Amber: LEAP to prepare force field and initial coordinate input files
I. Concepts
In this note, we discuss how to use LEAP to generate force field (prmtop) and initial coordinate (inpcrd) input files for Amber MD program sander. We will have to convert files to Amber-suited PDB/mol2 and frcmod files. (Note: Leap commands are not case sensitive, like loadamberparams and loadAmberParams are all OK; but object variables are case sensitive, like WAT, wat, Wat are not the same thing.)
TABLE 1. The information contained in different files.

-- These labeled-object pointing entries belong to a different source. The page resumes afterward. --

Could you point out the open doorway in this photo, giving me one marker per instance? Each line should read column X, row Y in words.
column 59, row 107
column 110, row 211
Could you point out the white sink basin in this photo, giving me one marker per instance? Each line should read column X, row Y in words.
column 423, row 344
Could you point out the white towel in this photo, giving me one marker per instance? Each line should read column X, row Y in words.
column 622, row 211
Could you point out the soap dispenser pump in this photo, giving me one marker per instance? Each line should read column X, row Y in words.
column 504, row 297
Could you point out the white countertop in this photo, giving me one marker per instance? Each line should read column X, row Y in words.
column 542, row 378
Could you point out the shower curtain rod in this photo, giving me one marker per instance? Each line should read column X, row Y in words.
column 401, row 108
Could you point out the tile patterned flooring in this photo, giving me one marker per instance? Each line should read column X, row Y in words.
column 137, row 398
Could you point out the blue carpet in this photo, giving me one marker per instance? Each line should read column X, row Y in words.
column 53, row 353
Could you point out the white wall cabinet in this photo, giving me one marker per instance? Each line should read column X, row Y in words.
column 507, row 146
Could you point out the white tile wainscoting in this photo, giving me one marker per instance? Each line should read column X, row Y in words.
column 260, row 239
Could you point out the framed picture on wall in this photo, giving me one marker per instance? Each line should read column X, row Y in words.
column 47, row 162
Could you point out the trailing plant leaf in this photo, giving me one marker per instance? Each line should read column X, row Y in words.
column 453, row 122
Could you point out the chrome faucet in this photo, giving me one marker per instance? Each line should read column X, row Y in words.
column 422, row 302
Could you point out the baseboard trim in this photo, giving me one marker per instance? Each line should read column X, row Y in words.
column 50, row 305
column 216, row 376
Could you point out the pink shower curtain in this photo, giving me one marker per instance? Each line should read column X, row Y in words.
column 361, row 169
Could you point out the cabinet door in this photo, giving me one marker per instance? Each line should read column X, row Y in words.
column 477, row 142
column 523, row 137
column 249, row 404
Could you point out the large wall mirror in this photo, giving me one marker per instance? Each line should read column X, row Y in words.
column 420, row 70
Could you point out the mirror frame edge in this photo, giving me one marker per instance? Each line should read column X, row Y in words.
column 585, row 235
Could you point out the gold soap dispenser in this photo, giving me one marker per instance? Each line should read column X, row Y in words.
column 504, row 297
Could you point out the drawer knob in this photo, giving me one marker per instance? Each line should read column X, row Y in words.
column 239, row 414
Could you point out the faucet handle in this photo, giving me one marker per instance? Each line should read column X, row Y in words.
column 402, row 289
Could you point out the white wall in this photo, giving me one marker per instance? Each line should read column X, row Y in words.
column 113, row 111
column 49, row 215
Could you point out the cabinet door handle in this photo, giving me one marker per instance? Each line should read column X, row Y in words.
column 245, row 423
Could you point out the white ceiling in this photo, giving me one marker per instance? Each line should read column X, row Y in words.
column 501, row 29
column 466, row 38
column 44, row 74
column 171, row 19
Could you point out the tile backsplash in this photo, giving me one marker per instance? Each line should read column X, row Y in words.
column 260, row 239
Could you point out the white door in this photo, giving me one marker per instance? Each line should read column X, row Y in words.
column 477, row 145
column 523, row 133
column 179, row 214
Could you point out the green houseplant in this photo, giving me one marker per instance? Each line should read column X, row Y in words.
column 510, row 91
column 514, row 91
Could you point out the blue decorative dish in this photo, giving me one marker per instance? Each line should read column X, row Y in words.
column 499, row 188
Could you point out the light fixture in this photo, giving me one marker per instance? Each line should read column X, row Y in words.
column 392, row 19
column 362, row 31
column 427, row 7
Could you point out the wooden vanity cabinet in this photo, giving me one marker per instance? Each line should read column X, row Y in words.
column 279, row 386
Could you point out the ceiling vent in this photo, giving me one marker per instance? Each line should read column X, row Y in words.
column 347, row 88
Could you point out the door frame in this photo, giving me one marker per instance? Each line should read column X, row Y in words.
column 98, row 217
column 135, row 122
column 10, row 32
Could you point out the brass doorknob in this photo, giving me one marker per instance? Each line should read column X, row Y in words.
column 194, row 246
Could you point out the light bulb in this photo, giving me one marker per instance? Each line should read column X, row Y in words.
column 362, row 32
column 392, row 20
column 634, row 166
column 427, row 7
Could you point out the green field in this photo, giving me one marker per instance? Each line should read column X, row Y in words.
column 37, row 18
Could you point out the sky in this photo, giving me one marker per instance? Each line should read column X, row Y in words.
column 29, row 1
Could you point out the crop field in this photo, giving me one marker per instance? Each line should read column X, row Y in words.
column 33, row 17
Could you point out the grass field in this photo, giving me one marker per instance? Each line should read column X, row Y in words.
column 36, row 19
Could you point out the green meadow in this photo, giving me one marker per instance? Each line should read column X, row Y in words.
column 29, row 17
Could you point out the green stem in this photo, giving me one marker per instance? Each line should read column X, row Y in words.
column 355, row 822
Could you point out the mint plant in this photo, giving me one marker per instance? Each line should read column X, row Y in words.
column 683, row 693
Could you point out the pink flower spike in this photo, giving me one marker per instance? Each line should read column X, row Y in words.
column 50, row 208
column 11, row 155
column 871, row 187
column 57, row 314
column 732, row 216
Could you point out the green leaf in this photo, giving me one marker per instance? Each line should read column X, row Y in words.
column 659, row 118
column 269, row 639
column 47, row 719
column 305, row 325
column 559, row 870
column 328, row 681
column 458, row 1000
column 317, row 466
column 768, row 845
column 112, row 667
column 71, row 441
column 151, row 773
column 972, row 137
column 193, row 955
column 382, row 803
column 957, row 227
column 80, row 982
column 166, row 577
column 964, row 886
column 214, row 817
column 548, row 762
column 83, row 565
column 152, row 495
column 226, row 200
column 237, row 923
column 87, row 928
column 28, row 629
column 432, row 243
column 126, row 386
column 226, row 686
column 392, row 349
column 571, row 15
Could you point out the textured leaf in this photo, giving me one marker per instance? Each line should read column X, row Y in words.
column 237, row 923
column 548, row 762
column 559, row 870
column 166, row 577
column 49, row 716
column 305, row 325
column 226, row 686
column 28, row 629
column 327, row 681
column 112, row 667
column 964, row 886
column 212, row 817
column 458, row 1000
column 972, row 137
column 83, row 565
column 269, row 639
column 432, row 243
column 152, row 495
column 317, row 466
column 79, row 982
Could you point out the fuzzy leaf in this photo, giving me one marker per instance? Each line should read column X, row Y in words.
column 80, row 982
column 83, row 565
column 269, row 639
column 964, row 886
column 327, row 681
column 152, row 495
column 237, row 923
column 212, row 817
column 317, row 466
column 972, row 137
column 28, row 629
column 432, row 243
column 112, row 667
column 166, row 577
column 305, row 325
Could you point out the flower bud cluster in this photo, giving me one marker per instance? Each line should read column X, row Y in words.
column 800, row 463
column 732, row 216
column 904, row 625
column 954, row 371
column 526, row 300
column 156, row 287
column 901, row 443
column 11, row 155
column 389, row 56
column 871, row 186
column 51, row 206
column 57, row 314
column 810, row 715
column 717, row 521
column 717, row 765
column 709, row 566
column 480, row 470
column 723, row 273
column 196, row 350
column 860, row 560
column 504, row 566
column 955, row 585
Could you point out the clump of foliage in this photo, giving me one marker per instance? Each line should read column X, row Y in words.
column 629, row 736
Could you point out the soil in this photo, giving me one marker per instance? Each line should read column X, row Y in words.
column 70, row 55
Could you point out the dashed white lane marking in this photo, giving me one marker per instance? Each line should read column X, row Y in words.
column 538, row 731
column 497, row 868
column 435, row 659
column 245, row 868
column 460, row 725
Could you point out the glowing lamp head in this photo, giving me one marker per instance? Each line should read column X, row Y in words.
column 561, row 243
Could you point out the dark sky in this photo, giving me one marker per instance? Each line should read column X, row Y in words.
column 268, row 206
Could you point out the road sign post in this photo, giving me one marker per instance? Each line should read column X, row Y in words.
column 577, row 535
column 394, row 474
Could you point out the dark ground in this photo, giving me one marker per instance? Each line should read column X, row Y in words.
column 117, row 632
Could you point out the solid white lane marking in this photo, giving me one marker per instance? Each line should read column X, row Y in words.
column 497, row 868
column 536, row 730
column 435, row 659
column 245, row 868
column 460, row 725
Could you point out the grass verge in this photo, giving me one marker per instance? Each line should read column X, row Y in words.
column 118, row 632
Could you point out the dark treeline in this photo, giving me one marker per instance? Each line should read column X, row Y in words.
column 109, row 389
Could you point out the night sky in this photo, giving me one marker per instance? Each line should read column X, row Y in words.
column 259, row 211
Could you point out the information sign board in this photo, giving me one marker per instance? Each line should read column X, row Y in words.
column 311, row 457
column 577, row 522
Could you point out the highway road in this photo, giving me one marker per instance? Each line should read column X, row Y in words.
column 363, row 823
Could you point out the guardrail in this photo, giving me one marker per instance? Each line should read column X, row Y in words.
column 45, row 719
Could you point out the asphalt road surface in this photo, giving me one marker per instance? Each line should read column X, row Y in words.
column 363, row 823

Information | PDB | mol2 | lib/prep | frcmod/dat | prmtop | inpcrd |
---|---|---|---|---|---|---|
Residue/Unit Name | Y | Y | Y | Y | ||
Atom Name | Y | Y | Y | Y | ||
Atom Type | Y | Y | Y | Y | ||
Charges | Y | Y | Y | |||
Connectivity | D | Y | Y | Y | ||
Coordinates | Y | Y | D | Y | ||
Atom Mass | Y | Y | ||||
Bonded param | Y | Y | ||||
Non-bonded param | Y | Y |
Here, Y means yes, and D means will be discarded when converted to force field files.
The general idea of converting files are outlines below.
Standard residue (PDB + lib -> prmtop + inpcrd)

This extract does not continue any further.